PROIBIDO PARA MENORES DE 18 ANOS

Deu Crônica

A “família tradicional brasileira” deu agora para implicar com tudo. Como se já não bastasse sua ojeriza à comunidade LGBT, no momento, resolveu destilar seu veneno às artes em geral, sem ter o mínimo de respeito ao trabalho alheio, ao gosto de cada um, ou melhor ainda, sem ter conhecimento sobre aquilo que está atirando pedras.

Já faço logo um link com a literatura, que é minha paixão, e acho que sei um pouquinho sobre ela depois de tantos anos de estudo e dedicação. Recentemente, o livro de Ana Maria Machado “O menino que espiava pra dentro”, com a primeira edição datada de 1983, foi alvo de calúnias da “família tradicional brasileira”. Pois bem, o menino Lucas, personagem principal da história, gosta de espiar pra dentro, gosta de ir a mundos que não encontramos na vida real. Em um determinado momento, ao comer uma maçã, ele se engasga e viaja para um mundo imaginário.

Um menino, na vida real, quando leu essa parte, foi perguntar à mãe se era verdade que, se ele ficasse engasgado com a maçã, realmente iria dormir durante muito tempo. Nossa! A mãe já foi para as redes sociais alertar todo o matriarcado sobre a obra, dizendo que ela é um estopim para o suicídio. Meu Deus! Qual criança não espia pra dentro? Cria seus próprios mundos? Seus amigos imaginários? Fala sozinha? Engasgar com a maçã é uma metáfora. A Branca de Neve também comeu uma maçã, envenenada, diga-se de passagem, e dormiu por muito tempo, até receber o beijo do príncipe.

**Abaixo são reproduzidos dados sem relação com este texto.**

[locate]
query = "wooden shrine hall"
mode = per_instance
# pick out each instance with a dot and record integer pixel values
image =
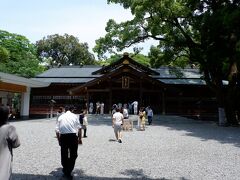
(124, 81)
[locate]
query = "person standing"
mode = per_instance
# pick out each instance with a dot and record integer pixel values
(117, 122)
(149, 115)
(90, 108)
(142, 119)
(83, 121)
(59, 113)
(135, 107)
(68, 131)
(8, 140)
(102, 108)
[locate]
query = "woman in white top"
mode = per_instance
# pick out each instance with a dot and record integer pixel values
(117, 122)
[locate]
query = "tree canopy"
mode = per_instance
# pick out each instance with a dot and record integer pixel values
(18, 55)
(64, 50)
(203, 32)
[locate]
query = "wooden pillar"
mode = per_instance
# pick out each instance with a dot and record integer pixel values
(87, 105)
(163, 102)
(110, 96)
(141, 92)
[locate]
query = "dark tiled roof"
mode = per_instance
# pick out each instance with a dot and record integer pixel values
(76, 74)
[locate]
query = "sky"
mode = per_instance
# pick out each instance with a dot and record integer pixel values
(84, 19)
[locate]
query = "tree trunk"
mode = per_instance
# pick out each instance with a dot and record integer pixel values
(221, 117)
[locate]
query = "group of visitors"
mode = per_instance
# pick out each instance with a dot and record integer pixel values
(99, 108)
(69, 128)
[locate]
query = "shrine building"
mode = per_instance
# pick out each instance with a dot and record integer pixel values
(124, 81)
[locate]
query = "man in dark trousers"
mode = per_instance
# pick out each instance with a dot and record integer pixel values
(68, 131)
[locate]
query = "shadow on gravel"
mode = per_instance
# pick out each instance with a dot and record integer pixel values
(205, 130)
(79, 174)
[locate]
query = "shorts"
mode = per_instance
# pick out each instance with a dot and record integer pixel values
(117, 128)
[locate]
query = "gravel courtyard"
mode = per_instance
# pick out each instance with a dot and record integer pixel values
(173, 148)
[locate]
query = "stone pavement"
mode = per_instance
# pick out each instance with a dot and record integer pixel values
(173, 148)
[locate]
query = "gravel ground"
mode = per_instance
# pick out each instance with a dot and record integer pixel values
(173, 148)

Só gostaria de saber, estatisticamente, caro leitor, quantas crianças cometeram suicídio, desde 1983, depois que leram a obra? Nenhuma criança seria a resposta? Acho que estou vivendo num mundo paralelo onde as coisas estão sendo distorcidas de tal forma que acabam provocando o efeito manada ou nos fazendo relembrar o velho ditado “Maria vai com as outras”. Ainda acrescento que sempre tive uma paixão pelos super-heróis, em especial o Super-Homem e o Homem-Aranha, mas nunca tive vontade de experimentar os seus poderes, nunca coloquei uma capa e tentei pular de um prédio para saber se iria voar, também nunca tive a curiosidade de me jogar de um precipício para saber se as teias me salvariam.

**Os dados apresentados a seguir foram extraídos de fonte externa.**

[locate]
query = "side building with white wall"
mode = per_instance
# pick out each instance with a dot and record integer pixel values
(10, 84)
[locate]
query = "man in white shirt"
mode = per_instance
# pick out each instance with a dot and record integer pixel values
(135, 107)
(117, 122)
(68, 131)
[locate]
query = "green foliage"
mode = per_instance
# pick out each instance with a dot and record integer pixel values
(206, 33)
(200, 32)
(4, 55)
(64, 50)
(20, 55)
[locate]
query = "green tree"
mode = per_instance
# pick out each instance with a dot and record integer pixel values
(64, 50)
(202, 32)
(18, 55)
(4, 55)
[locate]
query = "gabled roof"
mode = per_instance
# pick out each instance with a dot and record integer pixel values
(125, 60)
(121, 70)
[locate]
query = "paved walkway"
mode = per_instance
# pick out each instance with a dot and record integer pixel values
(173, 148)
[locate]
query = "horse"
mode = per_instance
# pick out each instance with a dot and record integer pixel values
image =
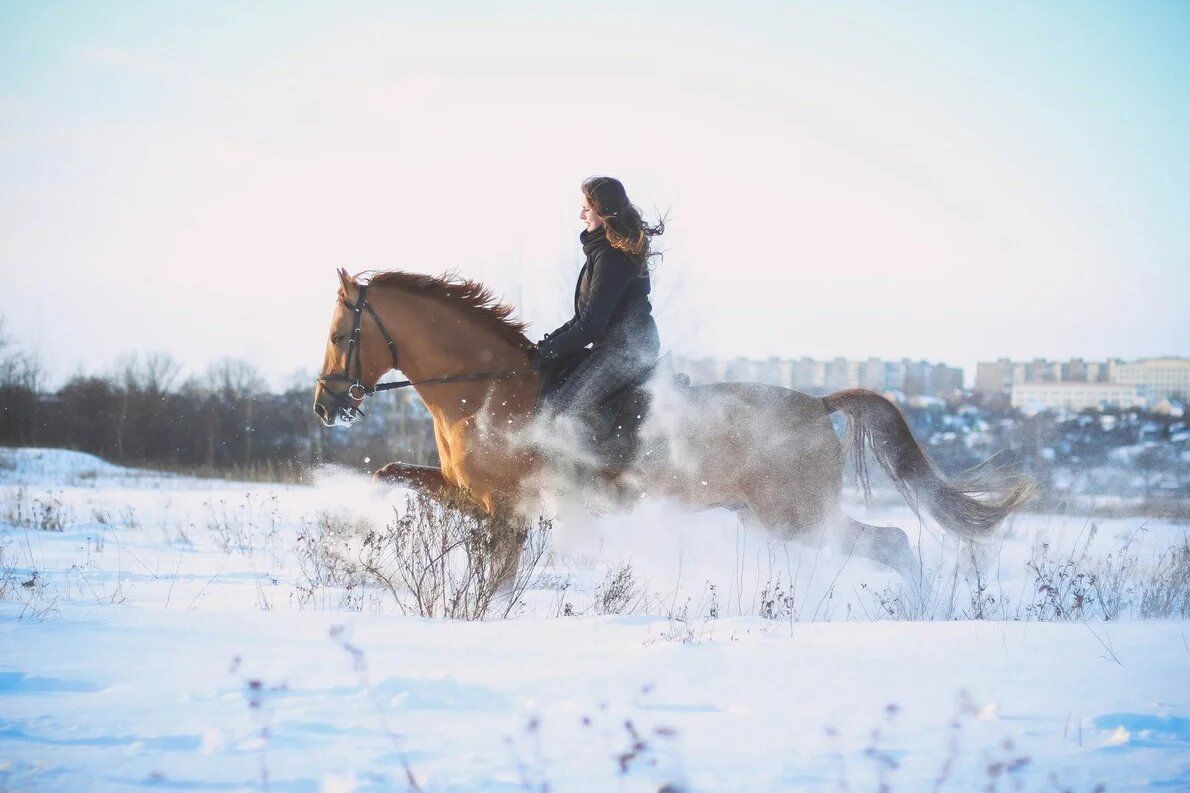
(770, 449)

O que realmente está faltando é aquela boa conversa dos pais com os filhos em casa, de ler para as crianças na hora de dormir e conversar sobre as histórias que estão lendo, de entender as entrelinhas dos livros. Ressalto também que não somos obrigados a gostar de tudo. Como ainda vivemos num país democrático, podemos escolher o que nos agrada. Não sou muito chegada, por exemplo, às novelas, dificilmente acompanho uma. Se não me interessa, troco o canal, simples assim.

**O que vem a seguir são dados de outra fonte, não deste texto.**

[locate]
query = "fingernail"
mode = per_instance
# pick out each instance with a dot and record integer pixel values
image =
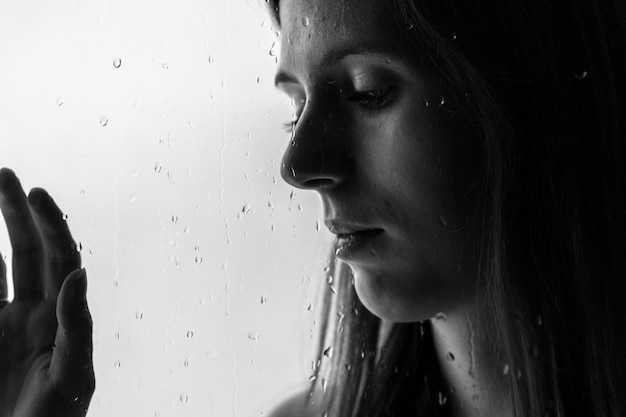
(81, 284)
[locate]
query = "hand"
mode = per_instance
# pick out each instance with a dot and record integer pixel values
(46, 367)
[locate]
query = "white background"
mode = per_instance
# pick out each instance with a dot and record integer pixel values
(201, 263)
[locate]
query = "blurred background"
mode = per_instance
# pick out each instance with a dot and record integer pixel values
(156, 127)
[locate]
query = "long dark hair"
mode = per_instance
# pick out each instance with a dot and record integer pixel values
(545, 85)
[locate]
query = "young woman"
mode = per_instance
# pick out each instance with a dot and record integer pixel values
(470, 161)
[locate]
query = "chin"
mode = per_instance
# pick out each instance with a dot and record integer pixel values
(395, 303)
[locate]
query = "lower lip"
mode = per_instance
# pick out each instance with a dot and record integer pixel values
(349, 246)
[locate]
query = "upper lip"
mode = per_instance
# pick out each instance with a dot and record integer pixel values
(339, 227)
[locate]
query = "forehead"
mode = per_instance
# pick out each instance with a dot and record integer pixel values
(311, 29)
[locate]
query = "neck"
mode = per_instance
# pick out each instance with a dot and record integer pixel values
(470, 366)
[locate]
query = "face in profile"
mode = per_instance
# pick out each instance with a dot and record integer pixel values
(383, 143)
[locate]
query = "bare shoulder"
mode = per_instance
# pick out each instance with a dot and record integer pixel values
(297, 405)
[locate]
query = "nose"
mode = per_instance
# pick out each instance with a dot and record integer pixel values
(317, 156)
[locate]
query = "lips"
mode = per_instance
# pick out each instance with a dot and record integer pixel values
(352, 240)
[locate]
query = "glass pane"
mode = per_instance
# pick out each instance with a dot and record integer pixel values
(156, 128)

O problema é que Ana Maria Machado agora deve ser repudiada por conta da falta de interpretação que assola o Brasil. Mas o que eu acho graça, “família tradicional brasileira”, é que ficar escondido lendo a trilogia “Cinquenta tons de cinza” pode, ficar no escurinho do cinema para assistir ao filme com o mesmo nome do livro citado pode, orgias com troca de casais pode, assistir a séries na Netflix com conteúdos pra lá de picantes pode. Ou seja, a arte pornô só é permitida se o outro não me vê cometendo esse crime, afinal de contas, a sujeira da “família tradicional brasileira” deve ficar debaixo do tapete.

Enquanto ainda posso, vou depressa acessar uma livraria virtual para comprar logo os livros da Hilda Hilst, principalmente aquele que ela fala sobre o C#. Caso contrário, se o inverno realmente se instalar, não poderei sair com esse livro na mão por aí afora, terei que aprender com a “família tradicional brasileira” como é fazer as coisas por debaixo dos panos.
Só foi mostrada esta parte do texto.